Les récifs coralliens diffèrent des côtes d'accumulation en ce qu'ils sont d'origine biologique : ils résultent de la colonisation d'un substrat minéral par des créatures symbiotiques communément appellées coraux, en fait la réunion d'une algue, la zooxanthelle et d'un animal, le polype. Contrairement à la croyance générale (y compris, et c'est bien malheureux, dans les cercles universitaires), les coraux ne sont pas spécifiques aux mers chaudes ; on en trouve par exemple au large de la Norvège.

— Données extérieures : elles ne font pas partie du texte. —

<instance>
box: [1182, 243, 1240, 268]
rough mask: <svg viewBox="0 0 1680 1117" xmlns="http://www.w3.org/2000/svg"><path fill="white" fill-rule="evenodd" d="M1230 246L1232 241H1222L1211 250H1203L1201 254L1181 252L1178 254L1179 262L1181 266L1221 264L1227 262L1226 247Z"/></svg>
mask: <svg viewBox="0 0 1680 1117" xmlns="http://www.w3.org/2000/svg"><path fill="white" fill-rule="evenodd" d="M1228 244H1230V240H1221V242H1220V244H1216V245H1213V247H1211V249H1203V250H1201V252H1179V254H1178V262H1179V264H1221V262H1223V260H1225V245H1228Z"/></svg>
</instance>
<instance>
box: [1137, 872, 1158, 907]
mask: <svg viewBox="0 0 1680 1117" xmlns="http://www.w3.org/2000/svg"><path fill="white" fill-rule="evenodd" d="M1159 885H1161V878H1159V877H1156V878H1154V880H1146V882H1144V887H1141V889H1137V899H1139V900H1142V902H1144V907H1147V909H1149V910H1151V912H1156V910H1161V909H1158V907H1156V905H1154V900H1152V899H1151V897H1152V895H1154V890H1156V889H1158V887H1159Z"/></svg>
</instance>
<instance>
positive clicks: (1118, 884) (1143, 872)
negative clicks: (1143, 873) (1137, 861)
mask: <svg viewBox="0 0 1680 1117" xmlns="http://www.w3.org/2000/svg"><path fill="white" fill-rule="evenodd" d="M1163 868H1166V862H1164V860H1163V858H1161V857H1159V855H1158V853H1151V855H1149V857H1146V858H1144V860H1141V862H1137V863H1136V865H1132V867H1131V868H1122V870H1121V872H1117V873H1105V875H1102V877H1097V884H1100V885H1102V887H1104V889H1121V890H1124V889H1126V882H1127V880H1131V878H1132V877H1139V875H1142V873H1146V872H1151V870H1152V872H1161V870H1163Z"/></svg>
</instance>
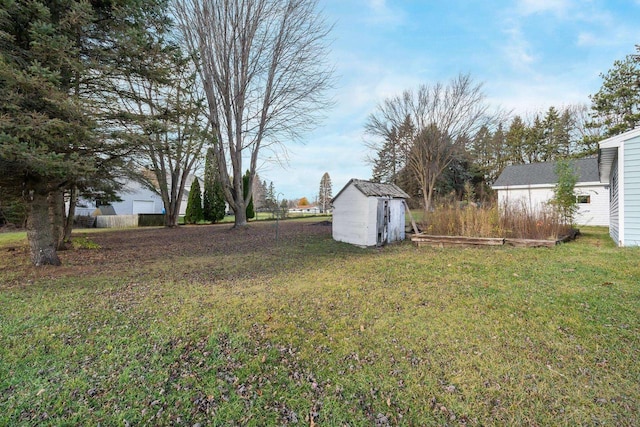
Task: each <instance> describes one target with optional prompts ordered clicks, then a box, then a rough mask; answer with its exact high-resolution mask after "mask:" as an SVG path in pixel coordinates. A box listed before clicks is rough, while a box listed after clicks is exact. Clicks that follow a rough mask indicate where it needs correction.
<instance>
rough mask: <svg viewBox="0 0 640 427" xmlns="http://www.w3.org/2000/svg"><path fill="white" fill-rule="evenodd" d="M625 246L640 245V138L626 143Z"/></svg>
mask: <svg viewBox="0 0 640 427" xmlns="http://www.w3.org/2000/svg"><path fill="white" fill-rule="evenodd" d="M623 147H624V150H625V151H624V172H623V173H624V187H623V191H624V220H625V226H624V245H625V246H638V245H640V137H636V138H633V139H630V140H627V141H625V143H624V146H623Z"/></svg>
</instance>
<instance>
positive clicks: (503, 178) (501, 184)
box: [492, 157, 609, 226]
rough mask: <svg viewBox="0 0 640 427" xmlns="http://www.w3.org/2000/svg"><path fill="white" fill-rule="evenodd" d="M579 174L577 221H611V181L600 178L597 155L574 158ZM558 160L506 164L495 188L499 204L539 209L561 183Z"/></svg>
mask: <svg viewBox="0 0 640 427" xmlns="http://www.w3.org/2000/svg"><path fill="white" fill-rule="evenodd" d="M572 163H573V167H574V170H575V172H576V174H577V175H578V181H577V183H576V186H575V189H574V192H575V194H576V201H577V204H578V211H577V212H576V215H575V217H574V220H575V223H576V224H578V225H604V226H608V225H609V189H608V184H605V183H602V182H600V176H599V173H598V159H597V158H595V157H593V158H586V159H577V160H573V161H572ZM555 170H556V163H555V162H544V163H528V164H524V165H510V166H507V167H506V168H505V169H504V170H503V171H502V173H501V174H500V176H499V177H498V179H497V180H496V182H495V183H494V184H493V186H492V188H493V189H494V190H496V191H497V192H498V203H499V205H500V206H504V205H505V204H508V205H515V206H524V207H526V208H527V209H529V210H531V211H539V210H541V209H544V207H545V206H546V205H547V204H548V203H549V201H551V199H553V197H554V192H553V190H554V188H555V186H556V184H557V183H558V177H557V176H556V172H555Z"/></svg>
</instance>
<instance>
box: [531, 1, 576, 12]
mask: <svg viewBox="0 0 640 427" xmlns="http://www.w3.org/2000/svg"><path fill="white" fill-rule="evenodd" d="M571 6H572V5H571V1H569V0H520V2H519V4H518V10H519V11H520V13H521V14H523V15H533V14H536V13H547V12H550V13H553V14H556V15H564V14H565V13H566V12H567V10H568V9H569V8H570V7H571Z"/></svg>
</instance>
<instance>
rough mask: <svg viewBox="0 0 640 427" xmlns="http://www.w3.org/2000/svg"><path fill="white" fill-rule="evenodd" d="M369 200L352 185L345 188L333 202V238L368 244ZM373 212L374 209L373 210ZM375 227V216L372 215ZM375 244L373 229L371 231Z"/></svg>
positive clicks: (334, 239) (362, 245) (339, 239)
mask: <svg viewBox="0 0 640 427" xmlns="http://www.w3.org/2000/svg"><path fill="white" fill-rule="evenodd" d="M369 211H370V209H369V200H367V197H366V196H365V195H364V194H362V193H361V192H360V191H358V189H356V188H355V187H354V186H352V185H351V186H349V187H347V188H345V189H344V190H343V191H342V193H341V194H340V197H339V198H337V199H336V200H334V202H333V227H332V234H333V239H334V240H337V241H338V242H346V243H351V244H354V245H361V246H370V245H368V244H367V242H368V237H367V236H368V232H369V228H370V227H369V221H370V218H369V217H370V215H369ZM373 212H374V214H375V210H374V211H373ZM373 218H374V219H373V221H374V223H373V226H374V228H375V216H374V217H373ZM372 233H373V239H374V243H373V244H374V245H375V229H374V230H373V231H372Z"/></svg>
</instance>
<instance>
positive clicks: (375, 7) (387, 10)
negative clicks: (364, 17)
mask: <svg viewBox="0 0 640 427" xmlns="http://www.w3.org/2000/svg"><path fill="white" fill-rule="evenodd" d="M367 7H368V8H369V11H370V15H369V16H368V21H370V22H372V23H374V24H387V25H399V24H402V23H403V22H404V20H405V14H404V12H402V10H400V9H392V8H391V6H389V5H388V4H387V2H386V0H367Z"/></svg>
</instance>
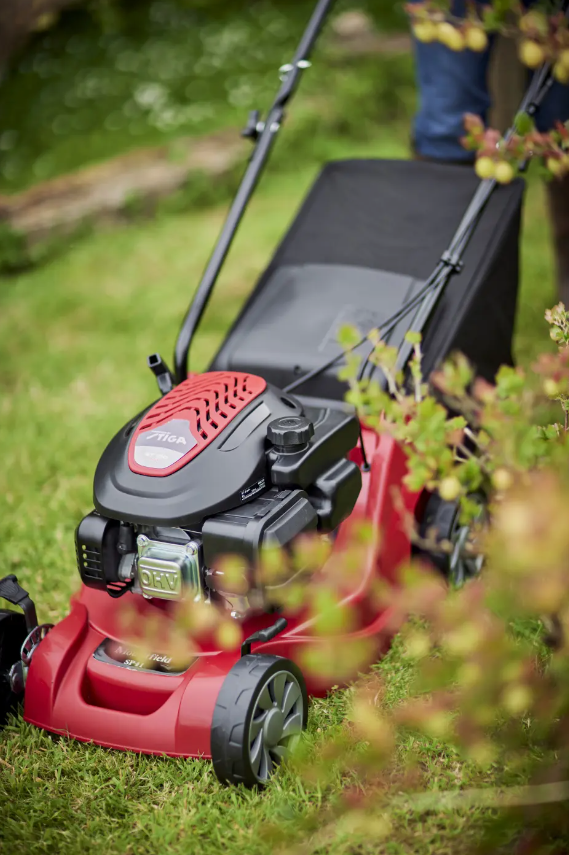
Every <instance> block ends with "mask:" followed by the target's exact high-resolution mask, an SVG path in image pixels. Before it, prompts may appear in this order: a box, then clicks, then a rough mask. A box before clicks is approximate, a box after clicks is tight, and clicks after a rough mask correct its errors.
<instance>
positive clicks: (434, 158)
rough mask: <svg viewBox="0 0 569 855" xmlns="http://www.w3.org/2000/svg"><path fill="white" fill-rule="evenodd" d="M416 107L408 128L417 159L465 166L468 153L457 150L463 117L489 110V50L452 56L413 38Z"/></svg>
mask: <svg viewBox="0 0 569 855" xmlns="http://www.w3.org/2000/svg"><path fill="white" fill-rule="evenodd" d="M453 11H454V13H455V14H456V15H459V16H461V15H464V14H465V3H464V0H456V2H455V5H454V9H453ZM415 58H416V69H417V84H418V90H419V109H418V112H417V115H416V116H415V121H414V127H413V144H414V148H415V151H416V153H417V155H418V156H419V157H423V158H428V159H434V160H444V161H447V162H448V161H451V162H456V163H471V162H472V161H473V160H474V155H473V153H472V152H468V151H466V149H464V148H463V146H462V144H461V142H460V140H461V137H463V136H464V114H465V113H474V114H476V115H477V116H481V118H482V119H483V120H484V121H486V119H487V115H488V110H489V108H490V94H489V91H488V65H489V60H490V48H489V49H488V50H486V51H484V52H483V53H475V52H473V51H470V50H464V51H460V52H455V51H452V50H450V48H448V47H446V45H443V44H440V43H439V42H432V43H429V44H424V43H422V42H418V41H417V40H415Z"/></svg>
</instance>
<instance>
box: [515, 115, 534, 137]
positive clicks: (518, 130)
mask: <svg viewBox="0 0 569 855" xmlns="http://www.w3.org/2000/svg"><path fill="white" fill-rule="evenodd" d="M514 127H515V129H516V131H517V133H518V134H520V136H522V137H524V136H526V134H531V132H532V131H534V130H535V122H534V120H533V119H532V117H531V116H529V115H528V114H527V113H525V112H523V111H522V112H520V113H518V114H517V116H516V118H515V119H514Z"/></svg>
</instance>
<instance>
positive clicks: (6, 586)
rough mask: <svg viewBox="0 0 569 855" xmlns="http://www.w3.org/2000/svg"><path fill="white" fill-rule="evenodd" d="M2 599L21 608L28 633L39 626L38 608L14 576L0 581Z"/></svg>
mask: <svg viewBox="0 0 569 855" xmlns="http://www.w3.org/2000/svg"><path fill="white" fill-rule="evenodd" d="M0 599H2V600H7V601H8V602H9V603H11V605H13V606H19V607H20V608H21V609H22V611H23V612H24V617H25V619H26V628H27V630H28V632H31V631H32V629H35V628H36V626H37V625H38V619H37V615H36V607H35V604H34V601H33V600H32V599H31V597H30V595H29V594H28V592H27V591H25V590H24V589H23V588H22V586H21V585H19V584H18V580H17V578H16V577H15V576H14V574H13V573H12V574H10V576H4V578H3V579H0Z"/></svg>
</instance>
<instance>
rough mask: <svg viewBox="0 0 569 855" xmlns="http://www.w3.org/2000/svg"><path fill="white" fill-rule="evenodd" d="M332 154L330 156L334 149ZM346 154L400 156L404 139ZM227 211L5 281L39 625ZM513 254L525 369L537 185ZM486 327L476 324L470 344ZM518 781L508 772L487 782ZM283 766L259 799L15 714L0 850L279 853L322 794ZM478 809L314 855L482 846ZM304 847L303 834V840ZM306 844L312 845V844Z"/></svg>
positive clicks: (538, 275) (15, 426) (20, 465)
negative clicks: (113, 448) (394, 155)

Les récifs coralliens tropicaux suivent un cycle aujourd'hui bien connu.
- une ouverture du manteau terrestre laisse échapper un flot de magma. Se forme alors une île volcanique ;
- le corail s'installe en récif frangeant au large de cette île ;
- à mesure que l'île commence à s'enfoncer sous l'effet de la subsidence, le corail colonise tout le pourtour de l'île (à l'exception d'un chenal de fort courant), formant un récif barrière ;
- l'île achève de s'enfoncer dans l'océan alors que le corail continue de croître sous forme d'atoll.
Notons que le flot de magma n'est pas, contrairement à ce qui se passe lors des éruptions volcaniques que l'on connaît d'habitude, un phénomène ponctuel. Au contraire, nous assistons ici à un phénomène continu d'éjection de matière en fusion (on ne connait pas aujourd'hui avec précision ni la cause, ni les mécanismes de ces éjections). Ces "cheminées" restent fixes alors que des turbulences à l'intérieur de la plaque géologique (donc rien à voir avec la tectonique des plaques) font bouger le point de contact, entraînant la création d'un chapelet d'îles volcaniques ; on voit très bien depuis le ciel ou l'espace que ces îles sont dans un axe.
Vous pouvez très simplement visualiser ce phénomène : allumez un briquet et déplacez votre main d'avant en arrière au-dessus de la flamme : c'est exactement ce qui se passe pour la création de ces îles volcaniques ; ce n'est pas le magma (la flamme) qui se déplace mais la croûte terrestre (votre main).
On distingue trois types de récifs coralliens, correspondant à trois étapes chronologiques de l'évolution de l'île volcanique de substrat :
- les récifs frangeants. En forme de « queue de comète », ils sont les premiers à se former légèrement au large de l'île. En effet, on constate un (plus ou moins) étroit chenal entre le littoral et le récif, chenal dû à :
- la turbidité excessive des eaux immédiatement littorales ;
- la dessalure des eaux côtières par mélange avec les eaux douces des fleuves.
- les récifs barrière. Avec le temps, la colonie forme une couronne autour de l'île. Cette couronne forme une sorte de "crique" (où la roche serait remplacée par le corail) avec un chenal d'écoulement des eaux. Au centre de cette crique se trouve le reste d'île. L'ensemble couronne récifale-vestige d'île est appellé lagon.
Pourquoi les récifs frangeants ne continuent pas indéfiniment mais plutôt se transforment-il en couronne ? Parce que le corail tropical ne peut vivre qu'avec une abondante source de lumière, qu'il ne trouve plus à partir de -25m. Par conséquent, seules les zones littorales des terres émergées sont susceptibles d'acceuillir du corail.
- les atolls. L'île volcanique est désormais totalement immergée. Tout comme les lagons, les atolls sont entourés d'une couronne récifale avec un chenal. Mais contrairement à eux, ils n'ont plus d'île centrale ; les seuls affleurements sont de nature coralienne. Il existe deux types d'atoll :
- Les atolls « normaux », tels que décrits ci-dessus ;
- Les atolls de faro, des « atolls d'atolls ». Les faro sont des atolls circulaires qui forment eux-même une couronne appellée grand atoll. On les voit surtout dans l'Océan Indien (notamment dans l'archipel des Maldives).